My college Lit class has a really fun professor who's favorite book happens to be Blood Meridian. I'd already read it and would talk to him about it when he announced it would be assigned to everyone to read, the catch being we were doing it like a little play. I'm 6"6', and white as hell, so I was the Judge. Most fun I've had in a class room. My best friend was the kid, and he has a strong southern accent. Perfect.

How did you guys act out that final scene? ;)
 

BeeDog

Member
I've tried to get into this book two times, but the lack of punctuation and the advanced level grammar just messes up my brain, and I get fatigued. Which sucks since I really want to read this one.
 

Kieli

Member
hehe. I'm constantly having to use a dictionary as he uses a lot of anachronisms..

I initially read it like that too, but eventually I stopped trying to understand every word and read it like a stream of consciousness.

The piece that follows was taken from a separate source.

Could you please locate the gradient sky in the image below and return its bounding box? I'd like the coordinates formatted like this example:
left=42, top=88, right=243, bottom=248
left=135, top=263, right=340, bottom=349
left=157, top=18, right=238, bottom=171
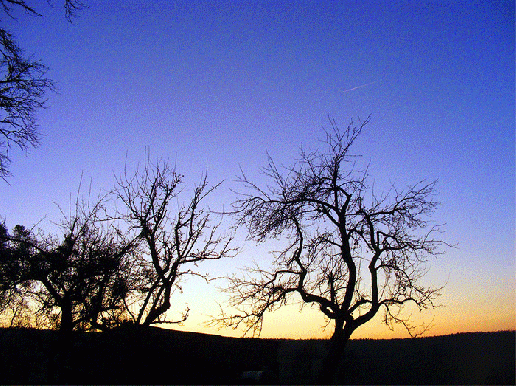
left=1, top=0, right=514, bottom=339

Just let the beauty of the words and images flow over me. Only re-read if I absolutely have zero clue what's going on.
 

Switch Back 9

a lot of my threads involve me fucking up somehow. Perhaps I'm a moron?
Looool.

I've tried to get into this book two times, but the lack of punctuation and the advanced level grammar just messes up my brain, and I get fatigued. Which sucks since I really want to read this one.
That's why I say turn the brain off. Just roll with it and eventually you just start flowing with the current rather than trying to swim in it.
 
Yup, he is THE human. I don't know... I mean I know that some people interpret him as supernatural, but really, what's it matter? The most terrifying to me was the cataloging of the bone, followed by its immediate destruction. Once he has knowledge of something, he has no more use for it. THE human.

When people call him supernatural I didn't take it as like magical or otherworldly but rather extraordinaire or awesome. He's a complete sociopath, lacking in empathy, and since he's not concerned for the well-being of others it allows him to excel in everything he does. I'm not sure if that makes him 'THE human', or the opposite of it, but I'd probably say he represents the evils of humanity without its good.

Edit: I recall reading an essay on Holden about how he represents human exceptionalism, or more precisely a play on Western/American Exceptionalism. His intelligence, his strength, his charisma are all powerful at the expense of others, in the same way we exploit lands or people. The fact he's a white man (going as far as being Albino) killing (mostly) Native Americans sort of adds further cadences to that. His somewhat featureless appearance (no eyebrows/hair) could also make him a stand in as a type of personification.
 

AoM

Member
One of my favorite books is The Sound and the Fury. So this has a good deal of stream of consciousness?
 

Dr. Serizawa

Neo Member
One of my favorite books is The Sound and the Fury. So this has a good deal of stream of consciousness?

Not really, especially not in the Faulkner sense. He doesn't write in that fashion, he writes really long paragraphs but just throws out normal punctuation. It's less stream of conscious, more lack of stopping. Dialogue goes on sometimes with no clarification of who's speaking, and no quotation marks, which surprisingly never comes as a real problem due to how he writes dialect. I do recommend it, just don't think you're getting Virginia Woolf or Joyce, it's much more grounded.
 

Fat4all

Banned
How? It's so dense and bleak. I can't really imagine reading it again. It's dark apocalyptic poetry based on history. Terrifying.

I mean, that's pretty much everything by Cormac McCarthy but I love his writing style a lot, and his narratives.

I have a couple of his book in audiobook form, and listen to them every year or so, or whenever I take a roadtrip.
 
I would call it one of my favorite books if reading it wasn't such an effort (because of the vocabulary). It's one of those contradictory book experiences where you are having fun 'cause it's so well written, while at the same time working hard on it and getting tired quickly.

Other than that 'problem', it's pretty impressive. I was thinking of rereading it. Maybe after rewatching No Country for Old Men, which would put me in the proper mood.